¾ cup full-fat yoghurt

1/3 cup whole milk

  1. Preheat your oven to 400C/200F. Line a large baking sheet with parchment paper.
  2. In a large bowl, mix together the flour and baking soda until combined. Add the mix-ins and mix thoroughly until the additions are evenly distributed through the flour. Set aside.
  3. In a second bowl, mix together the butter/oil and sugar until thoroughly combined. Then, add the egg, yogurt, and milk and mix until fully combined.
  4. Add the wet ingredients to the dry ingredients. Using a large spoon or paddle, mix together until you have a thoroughly combined, wet, thick dough.
  5. Using two spoons, form and place heaps of dough onto the parchment paper. They will not be “perfect” in shape, but that is the point. These are lazy.
  6. Bake for 15-20 minutes or until the top is beginning to brown and the bottom is fully golden brown. Remove from oven. Let cool for 15 minutes before removing from tray.
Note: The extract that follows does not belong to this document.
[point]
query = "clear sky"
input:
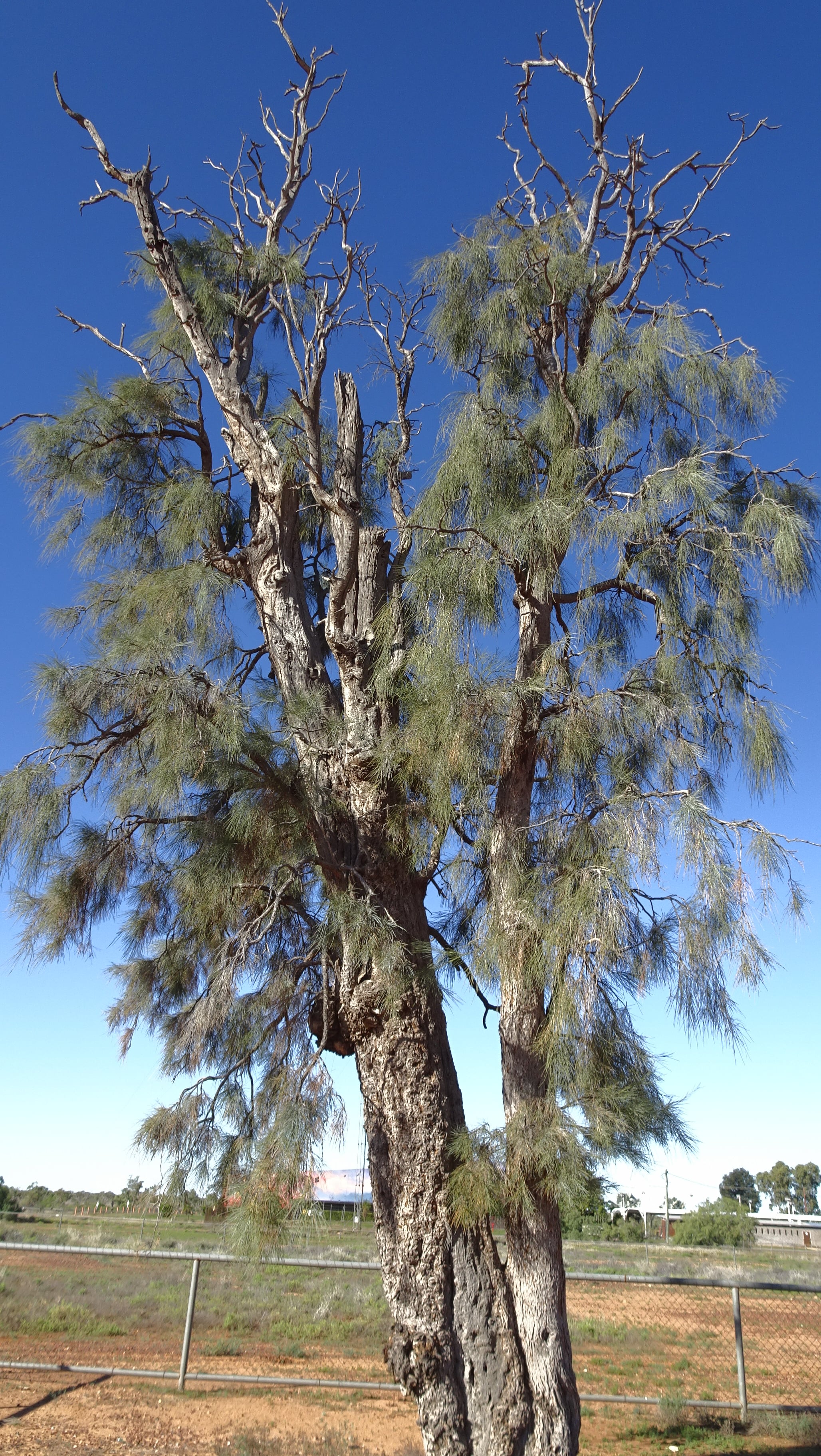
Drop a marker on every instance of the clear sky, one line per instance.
(426, 95)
Thank you to my colleagues at the University of Maryland for participating in iterative User Acceptance Testing for this recipe.

Applesauce Raisin Cake

This is a fall-themed cake using common pantry ingredients. The cake is in some ways my own creation, but was inspired by a significant amount of reading I did this summer. This perusal was of early- and mid-20th century cookbooks aimed to new Jewish housewives from the middle class, and Jewish housewives new to the middle class. Besides “educating” them in proper “housekeeping” – which, I suspect, would realistically rely on things learned from family, friends, and life experience – the books were chock-full of recipes, including recipes for cakes when company is coming over soon. Or recipes for cakes from everyday ingredients that one could serve for various occasions.

These cakes seemed, to me, the highlight. As ardent bloggers of mid-century cuisine have noted, these sort of cakes were far more common than the showier and more infamous confections of the era. And many, honestly, seemed delicious. I spotted some familiar bakes – smetanakuchen, banana bread, and apple cake among them. I also spotted the use of various other delicious things – like jam! So I toyed with an old vegan muffin recipe I had, added some eggs and dairy, and…voilà. I have been told that these sort of cakes – “company is coming” cake – are also part of the Soviet/Russian-language cookbook canon, but I do not have the Russian language skills to research this. Any readers care to help?

The cake is very autumnal. I use normal supermarket applesauce – which, on a normal day, makes for a fine replacement for eggs. The sour cream adds to moisture and rise, but you could probably mix in milk. Most of the time for this cake is really in the baking – the prep is very simple. I wrote the recipe in a different format this time – let me know what you think!

Applesauce raisin cake

Applesauce Raisin Cake

Preheat the oven to 400F. Grease a deep loaf pan or a rectangular (9x13in/23x32cm) pan.

Pour hot water over 1 cup of raisins to cover. Set aside.

Melt 4oz/125g butter on a stove or in the microwave. Then, beat in 1 cup applesauce, 3 tablespoons sour cream, 1 ¼ cups white granulated sugar, and 1 tablespoon pumpkin pie spice mix until combined. If you do not have pumpkin pie spice mix, use 1 ½ teaspoons ground cinnamon, and ½ teaspoon each of ground ginger, ground cloves, and ground nutmeg.

Beat in three large eggs, one at a time, until thoroughly combined.

Add two cups of white all-purpose flour, 2 tsp baking powder, and a dash of salt, and mix thoroughly until you have a thick batter. If your applesauce is runny, you will need to add more flour – for every additional ½ cup flour, add 2 tbsp of white sugar.

Drain the raisins, and fold them into the batter until evenly distributed.

Pour the batter into a pan. Bake for 1 hour, or until a toothpick or knife come out clean and the top is golden brown. Cool for a while, then store sealed until serving to hold moistness.

Thank you to my classmates at the University of Maryland’s Master in Community Planning program for participating in User Acceptance Testing for this recipe!